The Input
I'm receiving input from an external JSON source, which contain paths. Follow this:
datalake-dev/facial_recognition/
datalake-dev/facial_recognition/curation/google-search-images/this_is_a_dir.png/pic0.jpg
datalake-dev/facial_recognition/curation/google-search-images/this_is_a_dir.png/pic1.jpg
datalake-dev/facial_recognition/curation/google-search-images/this_is_a_dir.png/pic10.png
datalake-dev/facial_recognition/curation/google-search-images/this_is_a_dir.png/pic11.jpg
datalake-dev/facial_recognition/curation/google-search-images/this_is_a_dir.png/pic12.png
datalake-dev/facial_recognition/curation/google-search-images/this_is_a_dir.png/pic13.jpg
datalake-dev/facial_recognition/landing/input-images/
datalake-dev/facial_recognition/landing/input-images/this_is_a_dir.png
The Help
from this, I need to pass it on in an API / JSON / Dictionary format for further processing. So far I've been through one, two, three and four threads. Nothing has sufficed to solution.
The Required Output
From the paths I need to get Dictionary / JSON format in following way:
{
"curation":{
"google-search-images":[
{
"name":"pic0"
},
{
"name":"pic1"
}
]
},
"derived":{
"recognition-matches":[
{
"name":"img2"
}
],
"errors":[
{
"name":"foo"
}
]
}
}
In the above Dictionary / JSON the names curation
, google-search-images
, this_is_a_dir.png
are all directories. I need something that recursively puts them into dictionary based on length of these paths.
My Trial
for contents in result['Contents']:
directory_or_file_list = contents['Key'].split('/') # To identify if the path is pointing as file / directory
path = contents['Key']
splitted_path = path.split('/')
# ['datalake-dev', 'facial_recognition', 'landing', 'input-images', 'this_is_a_dir.png', 'pic0.jpg']
if '' in splitted_path:
splitted_path.pop()
all_paths.append(splitted_path)
# The object 'api' holds the dictionary expected.
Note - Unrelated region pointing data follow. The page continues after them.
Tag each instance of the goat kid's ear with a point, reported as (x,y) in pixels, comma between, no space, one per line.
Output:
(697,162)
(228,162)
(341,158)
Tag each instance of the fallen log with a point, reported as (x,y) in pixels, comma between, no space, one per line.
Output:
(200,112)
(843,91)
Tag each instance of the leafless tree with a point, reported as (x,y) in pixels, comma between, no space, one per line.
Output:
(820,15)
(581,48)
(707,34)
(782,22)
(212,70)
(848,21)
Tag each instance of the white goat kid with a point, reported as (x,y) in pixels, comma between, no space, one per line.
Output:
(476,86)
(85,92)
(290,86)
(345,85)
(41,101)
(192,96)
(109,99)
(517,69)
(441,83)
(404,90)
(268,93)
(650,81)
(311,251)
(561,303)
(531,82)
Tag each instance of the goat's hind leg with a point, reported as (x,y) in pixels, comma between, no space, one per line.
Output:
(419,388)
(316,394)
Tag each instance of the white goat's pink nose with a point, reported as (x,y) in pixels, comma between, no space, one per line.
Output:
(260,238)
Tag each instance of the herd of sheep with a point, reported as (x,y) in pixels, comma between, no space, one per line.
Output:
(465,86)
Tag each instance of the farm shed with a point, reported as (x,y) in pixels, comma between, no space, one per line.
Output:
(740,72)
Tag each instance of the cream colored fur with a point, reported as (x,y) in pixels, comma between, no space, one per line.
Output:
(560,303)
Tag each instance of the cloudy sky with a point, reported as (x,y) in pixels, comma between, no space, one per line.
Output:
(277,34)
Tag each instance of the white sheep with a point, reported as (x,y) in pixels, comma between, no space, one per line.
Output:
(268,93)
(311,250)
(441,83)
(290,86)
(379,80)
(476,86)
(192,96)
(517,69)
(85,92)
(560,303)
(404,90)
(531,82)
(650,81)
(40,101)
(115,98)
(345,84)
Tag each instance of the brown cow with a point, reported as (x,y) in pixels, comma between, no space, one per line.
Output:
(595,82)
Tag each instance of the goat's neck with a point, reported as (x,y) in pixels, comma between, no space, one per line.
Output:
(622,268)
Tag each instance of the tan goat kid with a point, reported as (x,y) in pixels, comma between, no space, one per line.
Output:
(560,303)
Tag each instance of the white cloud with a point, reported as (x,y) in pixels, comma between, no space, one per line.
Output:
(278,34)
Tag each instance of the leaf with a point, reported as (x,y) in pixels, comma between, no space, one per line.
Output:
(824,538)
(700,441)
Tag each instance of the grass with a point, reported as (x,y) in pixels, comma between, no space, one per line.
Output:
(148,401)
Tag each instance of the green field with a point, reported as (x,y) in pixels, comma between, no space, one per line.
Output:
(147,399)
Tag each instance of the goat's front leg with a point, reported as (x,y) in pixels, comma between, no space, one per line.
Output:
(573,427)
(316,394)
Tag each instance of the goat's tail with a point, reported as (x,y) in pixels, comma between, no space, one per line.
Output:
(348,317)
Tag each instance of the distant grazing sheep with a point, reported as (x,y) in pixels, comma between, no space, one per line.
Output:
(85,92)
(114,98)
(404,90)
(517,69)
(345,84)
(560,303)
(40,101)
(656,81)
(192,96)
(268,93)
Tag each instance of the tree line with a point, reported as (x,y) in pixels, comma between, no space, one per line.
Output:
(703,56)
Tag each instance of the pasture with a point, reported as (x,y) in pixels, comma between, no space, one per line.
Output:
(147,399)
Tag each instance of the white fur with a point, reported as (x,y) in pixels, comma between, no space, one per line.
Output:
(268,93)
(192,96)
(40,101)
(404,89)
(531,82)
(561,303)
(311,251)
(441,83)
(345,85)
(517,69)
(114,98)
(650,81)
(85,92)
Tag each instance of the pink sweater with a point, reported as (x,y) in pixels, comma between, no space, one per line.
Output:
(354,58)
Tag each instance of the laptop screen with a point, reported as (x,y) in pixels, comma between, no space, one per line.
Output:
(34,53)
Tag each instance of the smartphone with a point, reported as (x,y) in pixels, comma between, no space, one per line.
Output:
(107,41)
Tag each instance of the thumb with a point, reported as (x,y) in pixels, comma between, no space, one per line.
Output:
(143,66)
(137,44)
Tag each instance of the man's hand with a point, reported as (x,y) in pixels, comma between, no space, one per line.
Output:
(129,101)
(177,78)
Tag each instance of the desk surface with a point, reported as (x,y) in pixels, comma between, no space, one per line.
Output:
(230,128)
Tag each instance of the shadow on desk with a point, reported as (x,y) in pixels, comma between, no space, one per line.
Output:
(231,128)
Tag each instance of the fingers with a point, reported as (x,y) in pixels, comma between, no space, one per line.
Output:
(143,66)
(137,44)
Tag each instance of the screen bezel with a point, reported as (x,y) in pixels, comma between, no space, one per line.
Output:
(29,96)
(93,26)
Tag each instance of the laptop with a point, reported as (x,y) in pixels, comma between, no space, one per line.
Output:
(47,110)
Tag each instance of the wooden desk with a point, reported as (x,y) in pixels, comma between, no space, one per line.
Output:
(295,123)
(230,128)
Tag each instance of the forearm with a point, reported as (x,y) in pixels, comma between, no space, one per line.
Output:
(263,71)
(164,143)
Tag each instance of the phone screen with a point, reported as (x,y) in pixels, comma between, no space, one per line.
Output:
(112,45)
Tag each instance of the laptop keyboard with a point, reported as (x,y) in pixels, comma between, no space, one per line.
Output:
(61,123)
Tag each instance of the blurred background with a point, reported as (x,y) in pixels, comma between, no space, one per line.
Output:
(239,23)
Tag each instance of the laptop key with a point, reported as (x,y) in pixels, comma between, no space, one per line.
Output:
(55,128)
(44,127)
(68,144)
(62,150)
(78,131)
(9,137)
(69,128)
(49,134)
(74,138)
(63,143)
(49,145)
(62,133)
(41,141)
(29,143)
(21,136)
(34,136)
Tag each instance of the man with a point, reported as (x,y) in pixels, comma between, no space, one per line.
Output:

api[splitted_path[0]] = splitted_path[1]
# api[splitted_path[0]] = {splitted_path[1] : {splitted_path[2] : [append_all_elements_under_this]} }
if directory_or_file_list[-1].split('.')[-1] in ['jpg', 'jpeg', 'png', 'tiff']:
print(path)
else:
print(path)
Note: Perhaps there is a way to hard code, but then I wouldn't post it here it that'd be the case. Also, no chance of using os.walk(). Been there done that. It isn't OS File system.
Any help beside my code is welcomed!